Billy Mills addresses University audience, favors diversity

By Terrell Starr

Unity through diversity was the central theme of Billy Mills’ lecture last night.

He spoke to an audience of 65 University faculty and students. Some high school athletes were also in attendance.

Mills was introduced with a short video presentation of himself sprinting to victory in the 10,000-meter run at the 1964 Olympic Games in Tokyo, Japan.

After the video ended, Mills walked before the audience and reflected on how the media dubbed his performance as “the greatest upset in sports history.” Then he said, “but that is not what I took from (the) sport.”

Speaking with a storyteller voice, the Olympic gold medalist conducted his lecture like a current affairs seminar on contemporary American-Indian issues.

He addressed issues of American-Indian sovereignty and how 5 to 25 percent of all cases before the Supreme Court deal with this issue.

During the question and answer session, Daniel Luis, senior in AHS, asked Mills at what point he felt the issue of how others are perceived became a global issue.

Mills responded by saying the turning point came when he was on the verge of suicide after placing third in a race back in college.
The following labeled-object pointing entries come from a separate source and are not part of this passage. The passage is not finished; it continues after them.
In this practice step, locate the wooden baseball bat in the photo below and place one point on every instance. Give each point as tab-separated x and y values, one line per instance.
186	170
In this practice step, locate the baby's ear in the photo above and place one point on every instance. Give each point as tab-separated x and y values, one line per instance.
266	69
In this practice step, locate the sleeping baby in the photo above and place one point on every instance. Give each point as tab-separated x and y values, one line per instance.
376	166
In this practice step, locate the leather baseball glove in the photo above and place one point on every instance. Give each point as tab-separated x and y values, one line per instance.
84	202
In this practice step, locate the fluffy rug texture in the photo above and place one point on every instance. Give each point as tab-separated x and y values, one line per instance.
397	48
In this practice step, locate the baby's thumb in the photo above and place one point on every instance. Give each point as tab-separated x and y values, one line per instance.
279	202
He planned to jump from a hotel window, but something told him “don’t.” He said to the audience he then made up his mind that he would win gold at the Olympics.

“I just decided that I would make my journey in life a journey of opportunity as I address challenges, and that’s when I wrote down gold medal and said ‘10,000 meter run, believe, believe, believe,'” Mills said.
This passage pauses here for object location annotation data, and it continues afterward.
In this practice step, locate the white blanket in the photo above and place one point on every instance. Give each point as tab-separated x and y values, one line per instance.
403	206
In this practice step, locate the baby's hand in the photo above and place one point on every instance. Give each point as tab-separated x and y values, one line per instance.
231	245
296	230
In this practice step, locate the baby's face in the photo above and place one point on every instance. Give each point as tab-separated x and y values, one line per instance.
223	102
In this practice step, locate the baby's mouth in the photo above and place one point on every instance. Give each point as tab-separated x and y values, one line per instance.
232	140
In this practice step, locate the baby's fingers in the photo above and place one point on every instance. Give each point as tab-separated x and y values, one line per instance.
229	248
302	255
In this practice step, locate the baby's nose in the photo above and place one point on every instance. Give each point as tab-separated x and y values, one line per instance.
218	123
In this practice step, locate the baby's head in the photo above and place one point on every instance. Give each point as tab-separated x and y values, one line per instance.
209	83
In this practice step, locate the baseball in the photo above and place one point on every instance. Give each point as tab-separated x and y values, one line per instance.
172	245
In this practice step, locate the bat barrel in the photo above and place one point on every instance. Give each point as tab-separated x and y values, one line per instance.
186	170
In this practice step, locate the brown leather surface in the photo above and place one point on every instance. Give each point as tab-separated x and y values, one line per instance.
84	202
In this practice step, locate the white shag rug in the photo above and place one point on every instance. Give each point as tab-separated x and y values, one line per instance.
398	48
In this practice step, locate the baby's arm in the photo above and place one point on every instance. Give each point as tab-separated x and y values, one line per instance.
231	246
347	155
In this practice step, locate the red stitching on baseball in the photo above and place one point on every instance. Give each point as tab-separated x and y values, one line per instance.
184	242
Pradeep Shenoy, graduate student, said he notices many students at the University still wear Chief Illiniwek shirts around campus and asked Mills how he felt about the mascot issue.

Mills responded by saying that he has been asked to support sports teams’ mascots in the past, but he always refused. “I simply said, ‘I can’t'”, he said.

“Because you take my culture, my tradition, my spirituality that I still practice. You strip the virtues and the values out, which were stripped of our people who were not allowed to practice. It doesn’t honor me.”

On a lighter note, Patrick Mazzocco, senior at Central High School, asked if “Running Brave”, a movie depicting Mills’ life, was a true representation of him.

Mills said in response, “the movie was very real.”

Following his lecture, Mills left to speak to the Student Athletic Advisory Committee, which is a body of that represents each varsity sport at the University.

Mills is currently the spokesman for Running Strong for American Indian Youth.